Fox installed two TrueNAS M40 systems with a high-availability (HA) implementation featuring two storage controllers per chassis, with an active/standby configuration for accessible data 24 hours a day. The TrueNAS M40 systems are connected to a 40Gbs network using Cisco network switches. Client machines attach to the storage through a 10Gb Base-T copper (Sonnet) network to connect streams from Pro Tools using both Mac Pro workstations and new Mac Pro Towers. The TrueNAS storage environment has been set up and partitioned into two pools for both high-speed production (using flash drives) and long-term storage (using spinning disk).

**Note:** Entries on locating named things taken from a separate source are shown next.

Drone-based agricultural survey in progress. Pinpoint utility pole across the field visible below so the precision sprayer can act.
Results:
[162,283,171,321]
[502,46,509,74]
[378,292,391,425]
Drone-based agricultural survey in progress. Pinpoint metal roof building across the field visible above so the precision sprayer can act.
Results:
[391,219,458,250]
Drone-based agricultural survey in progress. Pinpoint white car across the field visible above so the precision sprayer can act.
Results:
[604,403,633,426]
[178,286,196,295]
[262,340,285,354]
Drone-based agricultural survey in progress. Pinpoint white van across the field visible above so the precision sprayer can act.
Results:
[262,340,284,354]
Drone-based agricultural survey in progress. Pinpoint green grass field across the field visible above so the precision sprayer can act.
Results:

Open Storage offers organizations the capacity, performance and pricing advantages to take better control over this important area of M&E computing architecture. It enables access to compelling features not available with proprietary storage and at prices that allow organizations to increase the variety and volume of data they keep — a compelling trait for AV post production.
Morgan Littlewood serves as SVP TrueNAS Product Management for iXsystems, based in San Jose, CA (www.ixsystems.com). Prior to joining iXsystems, Littlewood held executive posts with Cisco and Violin Memory in support of enterprise storage and networking.